The design includes several components such as the sculpture of a helmet, rifle and combat boots, which sits on top of a tiered wood base. A cased American flag and plaque are at the front of the memorial, and 199 carefully hung identification tags are draped across the rifle. Each component of the memorial has a meaning - the helmet and identification tags signify the fallen Soldier. The inverted rifle with bayonet signals a time for prayer and a break in the action to pay tribute to the dead. And, the combat boots represent the final march of the last battle.
"This memorial was erected and designed to enshrine the warfighting spirit that is embodied in all our Soldiers, and to ensure it endures into the future," said Col. Stephen E. Farmen, Chief of Transportation and commandant of the U.S. Army Transportation School. Farmen spoke at the ceremony as many of the fallen warriors were Transportation Corps Soldiers "running convoys outside the wire and connecting the distribution fight."
During the ceremony, a video tribute honoring all the warriors on the memorial played in the background. It showcased a photo and information about each Soldier.
Cornett said it was important to remember that the names only represent fallen logisticians in COSCOMs/ESCs in theater and "each one of these Soldiers is a great American."
As the 310th ESC was the last one in theater, how to ensure the memorial remained a lasting tribute became a critical mission. "It seemed like the right thing to do was to make it an ongoing and continuous memorial," he said, as he expressed happiness at having it displayed in a permanent exhibit at the university where all sustainment leaders -- noncommissioned officers, officers and warrant officers -- engage in training and leader development courses.
Its journey to Fort Lee began months ago as it traveled from Balad, through Kuwait and Germany, en route to Dover, Del. Once at Dover, Fort Lee personnel transported it to its temporary housing area in the U.S. Army Quartermaster Museum, where it remained on display until it could be moved to its permanent home at the university.
In speaking about the movement of the memorial, Farmen said its journey was "a true indicator of the level of commitment of our entire Army team.

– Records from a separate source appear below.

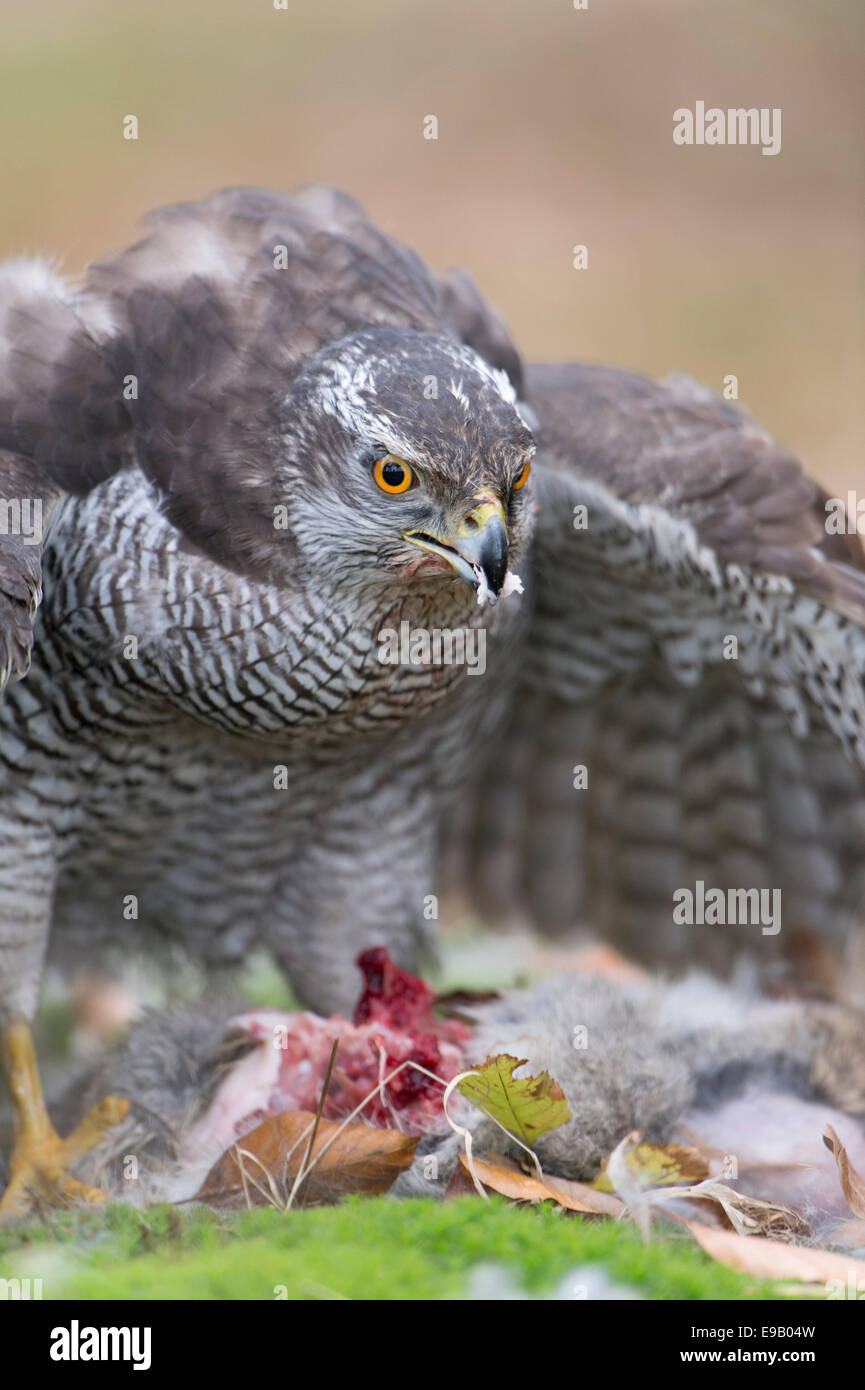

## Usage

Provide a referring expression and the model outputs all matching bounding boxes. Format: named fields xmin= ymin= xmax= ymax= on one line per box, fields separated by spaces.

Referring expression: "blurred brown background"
xmin=0 ymin=0 xmax=865 ymax=489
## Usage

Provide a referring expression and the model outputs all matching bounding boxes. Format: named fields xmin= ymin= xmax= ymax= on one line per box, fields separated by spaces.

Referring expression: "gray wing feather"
xmin=0 ymin=260 xmax=125 ymax=691
xmin=445 ymin=367 xmax=865 ymax=965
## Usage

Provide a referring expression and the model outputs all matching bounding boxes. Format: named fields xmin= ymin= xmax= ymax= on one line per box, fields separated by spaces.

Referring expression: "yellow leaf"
xmin=458 ymin=1052 xmax=570 ymax=1148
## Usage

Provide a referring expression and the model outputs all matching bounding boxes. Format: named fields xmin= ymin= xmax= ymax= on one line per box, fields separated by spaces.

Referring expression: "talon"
xmin=0 ymin=1020 xmax=129 ymax=1222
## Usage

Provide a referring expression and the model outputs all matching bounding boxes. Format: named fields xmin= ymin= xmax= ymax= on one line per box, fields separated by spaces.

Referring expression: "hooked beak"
xmin=403 ymin=498 xmax=508 ymax=599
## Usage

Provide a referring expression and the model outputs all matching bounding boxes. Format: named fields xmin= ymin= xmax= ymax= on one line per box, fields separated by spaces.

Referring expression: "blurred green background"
xmin=0 ymin=0 xmax=865 ymax=489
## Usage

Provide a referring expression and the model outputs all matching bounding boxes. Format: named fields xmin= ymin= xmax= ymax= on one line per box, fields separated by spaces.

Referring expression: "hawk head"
xmin=280 ymin=327 xmax=534 ymax=611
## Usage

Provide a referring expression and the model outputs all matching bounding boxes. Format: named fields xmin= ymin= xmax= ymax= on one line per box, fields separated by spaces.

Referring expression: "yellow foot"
xmin=0 ymin=1019 xmax=129 ymax=1222
xmin=0 ymin=1095 xmax=129 ymax=1222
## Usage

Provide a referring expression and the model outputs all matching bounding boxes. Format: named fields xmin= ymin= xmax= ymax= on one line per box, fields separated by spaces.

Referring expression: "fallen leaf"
xmin=686 ymin=1222 xmax=865 ymax=1297
xmin=823 ymin=1125 xmax=865 ymax=1216
xmin=651 ymin=1177 xmax=812 ymax=1240
xmin=459 ymin=1154 xmax=622 ymax=1216
xmin=456 ymin=1052 xmax=570 ymax=1148
xmin=196 ymin=1111 xmax=419 ymax=1207
xmin=592 ymin=1141 xmax=709 ymax=1193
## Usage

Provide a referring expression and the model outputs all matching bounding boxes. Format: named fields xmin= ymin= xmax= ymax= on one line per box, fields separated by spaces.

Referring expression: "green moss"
xmin=0 ymin=1197 xmax=795 ymax=1300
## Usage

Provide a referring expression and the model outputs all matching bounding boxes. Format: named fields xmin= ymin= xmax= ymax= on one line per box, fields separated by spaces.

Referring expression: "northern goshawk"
xmin=0 ymin=189 xmax=865 ymax=1215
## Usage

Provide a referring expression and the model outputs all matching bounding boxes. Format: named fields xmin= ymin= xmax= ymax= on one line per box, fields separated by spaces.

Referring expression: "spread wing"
xmin=0 ymin=260 xmax=125 ymax=692
xmin=445 ymin=366 xmax=865 ymax=965
xmin=85 ymin=188 xmax=452 ymax=578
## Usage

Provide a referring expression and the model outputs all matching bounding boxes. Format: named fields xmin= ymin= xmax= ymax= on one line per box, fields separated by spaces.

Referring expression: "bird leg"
xmin=0 ymin=1019 xmax=129 ymax=1220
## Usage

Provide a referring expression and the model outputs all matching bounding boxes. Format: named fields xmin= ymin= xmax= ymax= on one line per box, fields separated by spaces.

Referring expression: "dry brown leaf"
xmin=823 ymin=1125 xmax=865 ymax=1216
xmin=196 ymin=1111 xmax=417 ymax=1207
xmin=459 ymin=1154 xmax=620 ymax=1215
xmin=686 ymin=1222 xmax=865 ymax=1297
xmin=651 ymin=1177 xmax=812 ymax=1240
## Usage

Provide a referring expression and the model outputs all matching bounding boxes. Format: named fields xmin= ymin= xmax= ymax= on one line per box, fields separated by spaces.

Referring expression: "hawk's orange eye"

It preserves our ability to pay tribute to our heroes, respect our lineage and history, and never forget the price of freedom that defines our nation."
Farmen accepted the memorial on behalf of all sustainment Soldiers. "As members of our sustainment community pass by this memorial -- it will serve as a pertinent reminder of the steadfast commitment we have in our hearts to never forget our fallen Soldiers; and the bravery it takes to walk undaunted into harms way.
"We pay tribute to them, by immortalizing their spirits, and those of their fellow logistics warriors, who forged into harms way with them…from that fateful day on 9-11 to now, and beyond," Farmen said. "It is essential that we use this moment, and this memorial, to draw strength and inspiration from the courage and selflessness of those that came before us, and continue to find the will, strength of character, and purpose to persevere and fight on until the mission is done."